La cultura Moche me atrajo mucho por su manera de manejar
el asunto sacerdotal, militar y el agrícola.
Comencé a investigar, leí el libro de
María Rostorowsky, sobre Dioses Mayores, Dioses
Menores, símbolos que me cautivaron aún
más, y de cómo estos Dioses han ido generando
el desarrollo vital de una comunidad, así como
el Dios Rayo Pariacaca y la Madre Tierra, y la unión
de este rayo con la tierra generaba la vida, y de conocer
que el planeta Venus esta representado como un puma
y que la luna, el sol y este planeta Venus generan todo
un tipo de imagen en el cielo que tiene que ver con
fechas de la siembra, de la cosecha. Todo esto me comenzó
a llamar mucho la atención, además por
que tiene que ver con nosotros los peruanos.
¿Eso queríasa expresar
en tu exposición que hiciste hace unos años?
Explícanos un poco sobre esto.
Hay mucha bibliografía sobre la cultura Moche,
pero la que más me llamó la atención
fue la de la antropóloga Anne Marie Hockquenhen.

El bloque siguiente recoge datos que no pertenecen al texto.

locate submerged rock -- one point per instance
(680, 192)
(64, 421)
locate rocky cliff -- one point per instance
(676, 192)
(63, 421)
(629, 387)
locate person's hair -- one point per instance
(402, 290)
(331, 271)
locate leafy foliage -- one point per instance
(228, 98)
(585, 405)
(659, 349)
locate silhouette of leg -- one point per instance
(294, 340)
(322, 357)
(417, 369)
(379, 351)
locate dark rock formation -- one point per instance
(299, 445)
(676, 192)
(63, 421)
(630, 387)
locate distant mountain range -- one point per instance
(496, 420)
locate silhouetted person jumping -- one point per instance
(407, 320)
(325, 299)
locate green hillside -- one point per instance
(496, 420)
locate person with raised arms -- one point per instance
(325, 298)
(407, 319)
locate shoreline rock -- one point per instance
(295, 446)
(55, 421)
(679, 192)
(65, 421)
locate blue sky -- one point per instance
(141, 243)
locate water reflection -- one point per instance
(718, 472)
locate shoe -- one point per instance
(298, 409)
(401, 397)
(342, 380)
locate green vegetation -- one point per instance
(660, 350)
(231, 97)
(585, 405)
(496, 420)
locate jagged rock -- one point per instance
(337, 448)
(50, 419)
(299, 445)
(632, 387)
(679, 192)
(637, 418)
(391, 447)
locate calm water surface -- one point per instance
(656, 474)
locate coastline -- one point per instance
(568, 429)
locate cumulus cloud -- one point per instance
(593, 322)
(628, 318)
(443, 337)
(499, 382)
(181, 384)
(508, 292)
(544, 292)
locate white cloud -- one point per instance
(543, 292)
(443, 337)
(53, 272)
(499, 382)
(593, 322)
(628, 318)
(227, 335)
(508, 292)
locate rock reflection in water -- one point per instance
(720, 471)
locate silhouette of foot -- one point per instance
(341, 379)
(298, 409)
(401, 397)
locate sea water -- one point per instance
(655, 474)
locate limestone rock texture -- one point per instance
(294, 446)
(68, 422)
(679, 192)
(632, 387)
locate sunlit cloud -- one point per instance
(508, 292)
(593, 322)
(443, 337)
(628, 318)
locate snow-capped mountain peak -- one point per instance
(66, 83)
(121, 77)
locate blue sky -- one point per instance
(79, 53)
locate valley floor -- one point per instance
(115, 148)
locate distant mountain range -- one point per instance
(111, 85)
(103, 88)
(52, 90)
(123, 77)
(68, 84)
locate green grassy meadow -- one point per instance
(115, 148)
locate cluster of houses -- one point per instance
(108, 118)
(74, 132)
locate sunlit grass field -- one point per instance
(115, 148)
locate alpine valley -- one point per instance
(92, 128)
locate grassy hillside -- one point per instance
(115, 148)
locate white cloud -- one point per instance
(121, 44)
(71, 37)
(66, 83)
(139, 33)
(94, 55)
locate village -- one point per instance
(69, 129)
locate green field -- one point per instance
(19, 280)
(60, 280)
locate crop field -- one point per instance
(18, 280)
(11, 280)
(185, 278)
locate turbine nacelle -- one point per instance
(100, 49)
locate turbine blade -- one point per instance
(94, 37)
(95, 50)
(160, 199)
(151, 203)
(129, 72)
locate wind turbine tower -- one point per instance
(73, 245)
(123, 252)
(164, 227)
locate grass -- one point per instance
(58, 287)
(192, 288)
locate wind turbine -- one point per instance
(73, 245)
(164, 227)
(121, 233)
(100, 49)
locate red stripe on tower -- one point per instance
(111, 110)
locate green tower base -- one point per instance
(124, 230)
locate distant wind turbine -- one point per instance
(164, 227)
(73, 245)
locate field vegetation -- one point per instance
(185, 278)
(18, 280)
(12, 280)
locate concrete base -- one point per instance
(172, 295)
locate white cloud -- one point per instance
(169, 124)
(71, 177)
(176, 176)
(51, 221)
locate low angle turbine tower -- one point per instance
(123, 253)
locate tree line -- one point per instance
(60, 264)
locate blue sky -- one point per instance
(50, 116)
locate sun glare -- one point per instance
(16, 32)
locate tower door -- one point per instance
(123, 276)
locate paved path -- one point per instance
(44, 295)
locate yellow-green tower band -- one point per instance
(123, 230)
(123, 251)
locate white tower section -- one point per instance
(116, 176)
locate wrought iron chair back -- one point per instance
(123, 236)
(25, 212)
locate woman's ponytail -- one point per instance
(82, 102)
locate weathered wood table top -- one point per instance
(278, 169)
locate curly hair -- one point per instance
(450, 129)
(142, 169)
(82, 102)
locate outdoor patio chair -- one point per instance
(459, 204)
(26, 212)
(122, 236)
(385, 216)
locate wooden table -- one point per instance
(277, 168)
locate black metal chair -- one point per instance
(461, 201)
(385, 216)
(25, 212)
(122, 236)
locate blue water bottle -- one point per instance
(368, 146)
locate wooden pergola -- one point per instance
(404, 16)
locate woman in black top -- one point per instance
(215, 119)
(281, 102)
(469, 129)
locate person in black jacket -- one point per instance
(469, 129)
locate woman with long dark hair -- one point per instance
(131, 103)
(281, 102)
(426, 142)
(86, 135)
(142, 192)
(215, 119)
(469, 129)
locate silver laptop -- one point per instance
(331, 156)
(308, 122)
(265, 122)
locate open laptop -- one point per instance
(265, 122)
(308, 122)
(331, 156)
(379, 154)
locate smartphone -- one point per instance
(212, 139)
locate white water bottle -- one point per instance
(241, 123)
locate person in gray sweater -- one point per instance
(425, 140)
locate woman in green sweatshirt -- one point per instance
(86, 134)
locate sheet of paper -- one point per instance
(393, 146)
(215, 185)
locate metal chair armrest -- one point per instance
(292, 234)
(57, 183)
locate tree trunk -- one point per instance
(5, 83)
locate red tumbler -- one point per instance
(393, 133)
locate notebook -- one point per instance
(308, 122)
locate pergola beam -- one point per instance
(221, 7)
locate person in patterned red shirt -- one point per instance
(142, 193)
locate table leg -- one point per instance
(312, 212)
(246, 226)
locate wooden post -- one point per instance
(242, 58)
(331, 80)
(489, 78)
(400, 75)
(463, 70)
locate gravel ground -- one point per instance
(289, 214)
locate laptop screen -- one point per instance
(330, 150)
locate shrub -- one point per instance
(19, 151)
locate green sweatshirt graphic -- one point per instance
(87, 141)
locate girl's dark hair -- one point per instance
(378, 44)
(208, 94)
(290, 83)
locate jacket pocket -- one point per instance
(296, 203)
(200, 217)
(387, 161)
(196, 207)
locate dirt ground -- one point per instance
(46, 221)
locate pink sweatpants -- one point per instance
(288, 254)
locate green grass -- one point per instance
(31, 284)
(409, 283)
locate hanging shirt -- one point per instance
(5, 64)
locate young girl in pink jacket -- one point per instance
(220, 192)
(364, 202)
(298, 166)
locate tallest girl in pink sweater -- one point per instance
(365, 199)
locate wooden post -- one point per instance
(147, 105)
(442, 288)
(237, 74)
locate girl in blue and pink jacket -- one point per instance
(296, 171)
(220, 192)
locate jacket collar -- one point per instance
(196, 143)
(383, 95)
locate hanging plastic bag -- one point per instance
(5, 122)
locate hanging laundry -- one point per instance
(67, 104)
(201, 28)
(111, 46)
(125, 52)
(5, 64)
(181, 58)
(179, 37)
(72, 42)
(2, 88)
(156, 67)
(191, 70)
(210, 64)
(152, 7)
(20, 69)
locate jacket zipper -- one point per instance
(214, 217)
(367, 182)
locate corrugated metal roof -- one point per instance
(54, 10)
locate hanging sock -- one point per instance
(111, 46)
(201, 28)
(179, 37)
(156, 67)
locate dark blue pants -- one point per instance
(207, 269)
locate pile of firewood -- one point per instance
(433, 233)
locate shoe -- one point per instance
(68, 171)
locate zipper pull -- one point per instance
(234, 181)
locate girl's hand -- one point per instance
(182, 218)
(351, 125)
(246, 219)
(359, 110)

Ella habla que la cultura Moche tenía un calendario
agrícola y una simbología que se fue encontrando
en los huacos y que estaba en relación directa
con el día de la siembra, en el día de
la cosecha, la inundación, el crecimiento y el
desarrollo de la semilla, y todo esto en relación
al crecimiento y desarrollo del ser humano. Se podía
ver, entonces, el inicio, la adolescencia, la juventud,
la etapa madura, la etapa de la muerte, el cambio y
volver nuevamente a empezar a sembrar y en volver a
nacer. Entonces esta relación tan directa entre
ser humano y semilla me cautivó mucho y comencé
a trabajar de una manera mas personal, y tratar de hacerlo
mas a lo universal, algo más moderno, (si se
pude usar la palabra). Quería plasmar este calendario
basándome en una técnica sencilla que
los Moches manejaron muy bien, también la usaron
los Chancay, los Paracas. Una técnica que los
Moches llamaban la técnica de lo negativo, que
consistía en el nudo y el tinte para poder teñir
telas y darles unas formas, y unas esencias de algunas
raíces que servían como una resina para
poder cubrir algunos elementos de la tela y de esa forma
poder proteger zonas que no queríamos teñir
y zonas que estaban teñidas también.
Ahora conocido como Batik.
Sí por que es el nombre digamos más universal,
por que existen paralelos culturales de otros países
y otras culturas que han estado también haciéndolo.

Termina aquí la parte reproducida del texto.